Should You Host Your Clients Websites?

Avatar of Chris Coyier
Chris Coyier on (Updated on )

This question was sent in by jamie y.

I have been asked before when talking to potential customers if I could host their site. Right now I have been referring them to a hosting company. But I was wondering how I might be able to host them myself and pocket that hundred bucks instead of giving it to the hosing company. Is there an easy way of doing this?

Absolutely yes, you should offer to host your clients sites and profit from this.

If a client already has their own hosting, that’s fine, but if this will be a brand new site and they don’t already have hosting, I think you should go so far as to suggest that you host it. As a freelancer, you should invest in some decent hosting, and host all your sites right on that server. Why?

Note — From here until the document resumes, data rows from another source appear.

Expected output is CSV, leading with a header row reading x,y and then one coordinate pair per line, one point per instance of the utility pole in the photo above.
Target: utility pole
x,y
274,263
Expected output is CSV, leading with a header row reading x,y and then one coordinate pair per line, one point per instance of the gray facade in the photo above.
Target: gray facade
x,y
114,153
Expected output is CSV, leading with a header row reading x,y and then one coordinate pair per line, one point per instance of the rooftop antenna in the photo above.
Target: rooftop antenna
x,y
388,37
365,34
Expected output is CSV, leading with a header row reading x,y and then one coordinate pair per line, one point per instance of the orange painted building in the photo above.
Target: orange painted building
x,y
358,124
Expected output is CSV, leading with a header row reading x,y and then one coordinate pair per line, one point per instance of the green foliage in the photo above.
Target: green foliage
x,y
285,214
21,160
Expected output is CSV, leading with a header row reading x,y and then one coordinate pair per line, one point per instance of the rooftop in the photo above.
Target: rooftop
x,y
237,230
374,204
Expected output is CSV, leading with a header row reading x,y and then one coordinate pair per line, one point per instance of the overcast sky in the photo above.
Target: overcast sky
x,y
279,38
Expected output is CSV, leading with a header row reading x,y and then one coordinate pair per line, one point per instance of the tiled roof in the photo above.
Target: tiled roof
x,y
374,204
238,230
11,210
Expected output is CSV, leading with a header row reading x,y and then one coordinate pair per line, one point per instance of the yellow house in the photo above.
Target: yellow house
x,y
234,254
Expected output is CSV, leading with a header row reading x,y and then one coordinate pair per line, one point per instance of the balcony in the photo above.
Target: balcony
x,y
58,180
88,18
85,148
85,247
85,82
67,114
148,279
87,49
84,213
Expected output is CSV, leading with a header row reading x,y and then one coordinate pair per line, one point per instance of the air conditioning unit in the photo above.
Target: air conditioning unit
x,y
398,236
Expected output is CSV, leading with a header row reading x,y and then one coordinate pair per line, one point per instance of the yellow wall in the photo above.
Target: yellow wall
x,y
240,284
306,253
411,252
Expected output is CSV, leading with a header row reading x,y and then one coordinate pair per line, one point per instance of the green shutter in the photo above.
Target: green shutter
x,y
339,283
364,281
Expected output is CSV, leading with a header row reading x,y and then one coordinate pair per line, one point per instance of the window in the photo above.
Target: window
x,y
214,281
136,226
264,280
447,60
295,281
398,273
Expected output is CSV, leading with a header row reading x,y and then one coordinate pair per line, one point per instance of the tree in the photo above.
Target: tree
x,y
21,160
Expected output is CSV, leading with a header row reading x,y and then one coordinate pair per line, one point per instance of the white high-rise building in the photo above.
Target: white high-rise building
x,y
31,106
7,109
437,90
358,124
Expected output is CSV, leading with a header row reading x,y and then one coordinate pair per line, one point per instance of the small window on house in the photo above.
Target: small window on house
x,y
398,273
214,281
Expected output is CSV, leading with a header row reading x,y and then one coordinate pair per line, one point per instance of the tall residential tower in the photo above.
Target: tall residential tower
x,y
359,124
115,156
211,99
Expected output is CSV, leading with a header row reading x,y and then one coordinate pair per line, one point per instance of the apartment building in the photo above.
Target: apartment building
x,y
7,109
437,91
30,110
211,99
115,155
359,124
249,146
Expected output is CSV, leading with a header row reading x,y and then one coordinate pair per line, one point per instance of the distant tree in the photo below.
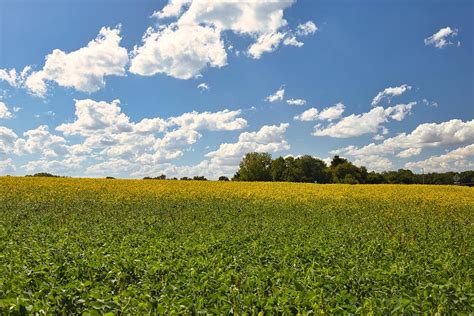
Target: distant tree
x,y
337,161
349,179
375,178
293,172
341,170
278,169
311,169
255,167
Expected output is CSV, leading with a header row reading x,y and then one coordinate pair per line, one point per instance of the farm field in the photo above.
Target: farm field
x,y
94,246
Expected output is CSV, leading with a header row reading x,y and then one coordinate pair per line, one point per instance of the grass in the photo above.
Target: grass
x,y
153,247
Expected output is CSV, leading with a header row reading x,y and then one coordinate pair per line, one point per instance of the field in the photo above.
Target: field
x,y
154,247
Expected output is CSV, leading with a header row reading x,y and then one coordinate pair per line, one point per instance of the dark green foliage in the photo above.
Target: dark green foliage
x,y
95,248
255,167
260,167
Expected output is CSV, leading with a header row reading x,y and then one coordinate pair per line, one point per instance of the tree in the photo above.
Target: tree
x,y
340,172
293,172
255,167
337,161
312,169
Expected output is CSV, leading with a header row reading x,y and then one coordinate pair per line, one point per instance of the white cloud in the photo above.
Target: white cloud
x,y
459,159
327,114
213,121
203,86
307,28
41,141
136,148
441,38
95,116
365,123
296,102
4,112
7,139
6,166
267,139
292,41
265,43
172,9
308,115
83,69
241,17
410,152
193,42
13,78
400,111
332,113
374,163
390,92
179,51
433,135
66,165
277,96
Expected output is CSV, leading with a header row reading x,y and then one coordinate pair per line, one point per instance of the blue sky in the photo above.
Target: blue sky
x,y
387,84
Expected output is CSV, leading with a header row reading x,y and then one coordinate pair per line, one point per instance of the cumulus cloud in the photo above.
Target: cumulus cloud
x,y
180,51
308,115
7,166
374,163
307,28
213,121
14,78
84,69
390,92
203,86
41,141
7,139
427,135
277,96
138,147
359,124
327,114
296,102
193,41
265,43
441,38
267,139
4,112
292,41
410,152
459,159
332,113
55,166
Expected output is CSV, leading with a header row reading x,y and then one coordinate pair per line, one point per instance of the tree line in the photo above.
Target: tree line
x,y
261,167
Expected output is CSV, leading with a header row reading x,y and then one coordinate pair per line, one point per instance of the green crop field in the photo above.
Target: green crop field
x,y
160,247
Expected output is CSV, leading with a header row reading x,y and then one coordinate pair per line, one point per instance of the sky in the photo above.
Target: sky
x,y
134,88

  • You’ll be more comfortable on your own server. You’ll learn how to create and manage databases quickly. You’ll have access to any logs. You know what the environment is like, what software its running and on what platform. Your backup procedures don’t need to change. You’ve already dealt with customer support. You know how the backend works, how to set up cron jobs and all that. The list goes on and on and on. It just feels better to work on a site on your own server.
  • You’ll have the control you need. Need to upgrade versions of PHP? It’s your server, you can do whatever you want with it. If the client owns the hosting, you might have to go through their IT guy and who knows what all red tape.
  • It’s a value-added service. Knowing how to handle web servers is a high level skill, even at the basic level. Most clients don’t even want to think about it, they just want their website to work. Handling the hosting of a client’s site can makes you look even more valuable, which of course you are!
  • You can charge for it. Never once have I had a client complain about the fees charged for hosting. They know it costs money and takes time.

At Chatman Design, as of maybe a month ago, we have now consolidated every client site we have onto a single server. It’s so sweet, I gotta tell ya. We have the 1GB Joyent Accelerator, and there is about 15 sites on it. Each one is different. There are Ruby on Rails sites on it, ExpressionEngine sites, WordPress sites. The Beacon Athletics site we do has about 5 different softwares running different parts of it. And it all runs on our one server and everything works wonderfully. The yearly cost for the server is $1,250. We probably pay for that with just 2 of the clients fees, and the rest on top of that is gravy.

As I’ve mentioned before, CSS-Tricks runs on Media Temple (the grid-service), which only costs me $480 a year (because I had to upgrade to a bigger MySQL container). Media Temple is also very nice. I bet I have 40 different random sites all in that one account.

Should you buy the domain name as well?

NO.

Don’t buy the domain name for the client. They own the business under that name, they should own the domain name. If, god forbid, the relationship goes sour, you don’t want to be in that position. Plus domains are annoying to transfer. They are easy to buy, let them do that part and give you the login and you can handle the DNS stuff.